From 1988 to 2000 Compile published the magazine Disc Station, whose issues came with disks of games and game demos for the MSX2, PC 98 or Microsoft Windows 95/98.

Compile was not primarily a video game publisher, at least before Puyo Puyo made it big. Many of its games were never distributed outside of Japan, and its official website was Japanese-only. Even within Japan, many of Compile's games were distributed by such companies as Sega, Hudson Soft, Naxat Soft, Pony Canyon, Tokyo Shoseki and Toho; sometimes they gave no credit to Compile.

Compile's ports of games created by other developers often came with extra content: R-Type for the Sega Master System added an original Secret Level; Taiyou no Shinden Asteka II and Dragon Slayer Jr.: Romancia for the NES significantly expanded on Nihon Falcom's originals; and the original Xevious was attached to newly developed sequels for the MSX2 and TurboGrafx-16.
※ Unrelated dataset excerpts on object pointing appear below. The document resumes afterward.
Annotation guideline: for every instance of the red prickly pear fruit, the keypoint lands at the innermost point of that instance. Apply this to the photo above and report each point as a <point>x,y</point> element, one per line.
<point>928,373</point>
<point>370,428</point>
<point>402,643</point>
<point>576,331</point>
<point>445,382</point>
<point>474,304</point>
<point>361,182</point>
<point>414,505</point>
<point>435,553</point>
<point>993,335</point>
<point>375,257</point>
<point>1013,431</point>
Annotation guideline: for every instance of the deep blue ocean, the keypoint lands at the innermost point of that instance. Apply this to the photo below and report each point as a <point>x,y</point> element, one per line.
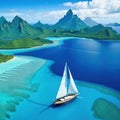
<point>96,61</point>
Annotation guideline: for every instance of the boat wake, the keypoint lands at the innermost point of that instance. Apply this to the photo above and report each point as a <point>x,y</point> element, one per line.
<point>37,102</point>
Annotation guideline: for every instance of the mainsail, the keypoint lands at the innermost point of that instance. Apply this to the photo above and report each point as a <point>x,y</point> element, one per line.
<point>72,87</point>
<point>64,89</point>
<point>63,86</point>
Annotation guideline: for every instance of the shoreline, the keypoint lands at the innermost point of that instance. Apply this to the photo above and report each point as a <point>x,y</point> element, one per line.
<point>16,82</point>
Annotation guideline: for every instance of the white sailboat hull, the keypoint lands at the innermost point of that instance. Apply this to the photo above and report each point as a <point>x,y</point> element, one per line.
<point>65,99</point>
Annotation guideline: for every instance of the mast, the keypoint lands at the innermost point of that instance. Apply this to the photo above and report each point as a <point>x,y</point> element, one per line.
<point>72,87</point>
<point>63,86</point>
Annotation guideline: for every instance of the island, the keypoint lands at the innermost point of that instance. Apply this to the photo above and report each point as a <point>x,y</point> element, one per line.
<point>20,34</point>
<point>105,110</point>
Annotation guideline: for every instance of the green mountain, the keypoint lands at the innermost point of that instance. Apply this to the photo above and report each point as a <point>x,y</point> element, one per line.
<point>2,20</point>
<point>70,22</point>
<point>16,29</point>
<point>39,25</point>
<point>88,21</point>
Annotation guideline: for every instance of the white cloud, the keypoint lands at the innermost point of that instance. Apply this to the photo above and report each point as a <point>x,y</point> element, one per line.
<point>100,10</point>
<point>33,16</point>
<point>103,11</point>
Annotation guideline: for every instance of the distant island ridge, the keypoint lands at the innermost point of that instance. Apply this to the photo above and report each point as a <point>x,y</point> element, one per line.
<point>20,34</point>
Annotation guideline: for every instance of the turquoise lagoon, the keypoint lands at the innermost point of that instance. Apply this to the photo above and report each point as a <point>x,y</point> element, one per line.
<point>36,107</point>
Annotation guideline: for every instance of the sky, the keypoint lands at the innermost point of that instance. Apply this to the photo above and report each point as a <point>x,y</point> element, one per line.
<point>50,11</point>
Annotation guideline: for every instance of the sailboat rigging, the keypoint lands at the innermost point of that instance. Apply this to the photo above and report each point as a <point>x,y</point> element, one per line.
<point>67,90</point>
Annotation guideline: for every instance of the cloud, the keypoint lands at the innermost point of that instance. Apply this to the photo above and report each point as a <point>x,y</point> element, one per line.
<point>101,10</point>
<point>32,16</point>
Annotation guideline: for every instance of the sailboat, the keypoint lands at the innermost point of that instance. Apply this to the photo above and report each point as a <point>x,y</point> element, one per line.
<point>67,90</point>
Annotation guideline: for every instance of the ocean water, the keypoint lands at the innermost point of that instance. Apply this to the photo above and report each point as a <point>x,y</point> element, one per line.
<point>37,106</point>
<point>89,61</point>
<point>94,61</point>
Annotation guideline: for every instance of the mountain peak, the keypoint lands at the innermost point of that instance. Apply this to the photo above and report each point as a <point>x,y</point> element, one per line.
<point>90,22</point>
<point>17,19</point>
<point>69,13</point>
<point>2,20</point>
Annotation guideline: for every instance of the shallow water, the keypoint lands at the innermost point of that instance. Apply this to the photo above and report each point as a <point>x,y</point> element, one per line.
<point>94,61</point>
<point>79,108</point>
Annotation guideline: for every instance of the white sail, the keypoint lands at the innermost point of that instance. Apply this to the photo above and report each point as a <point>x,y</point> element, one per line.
<point>72,87</point>
<point>63,86</point>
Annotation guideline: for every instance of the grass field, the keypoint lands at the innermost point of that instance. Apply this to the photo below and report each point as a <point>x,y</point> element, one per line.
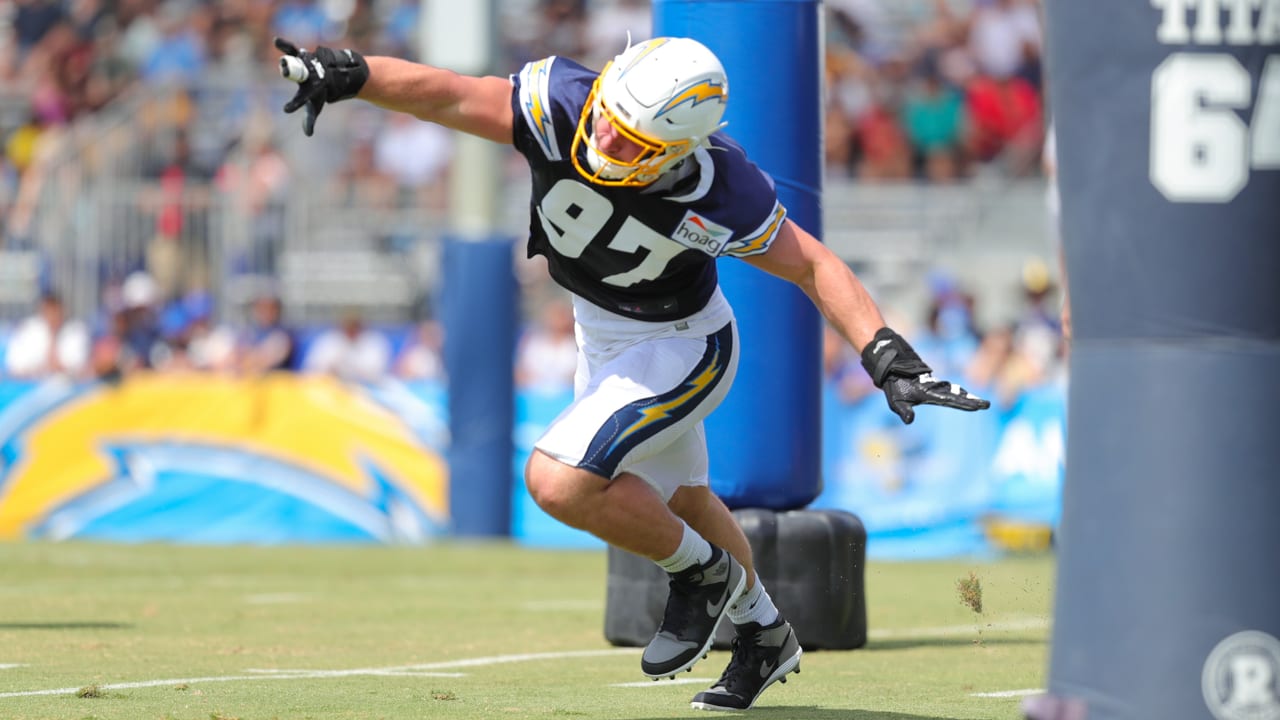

Around 2000 Compile faced dire financial troubles, and was forced to sell its cash cow Puyo Puyo to Sega. Compile was dissolved in early 2003. A new company called Aiky took over much of what had been Compile's, including founder Masamitsu "Moo" Niitani and the rights to many of Compile's games. Aiky has dedicated itself to Casual Video Games, which had made up a significant portion of Compile's output.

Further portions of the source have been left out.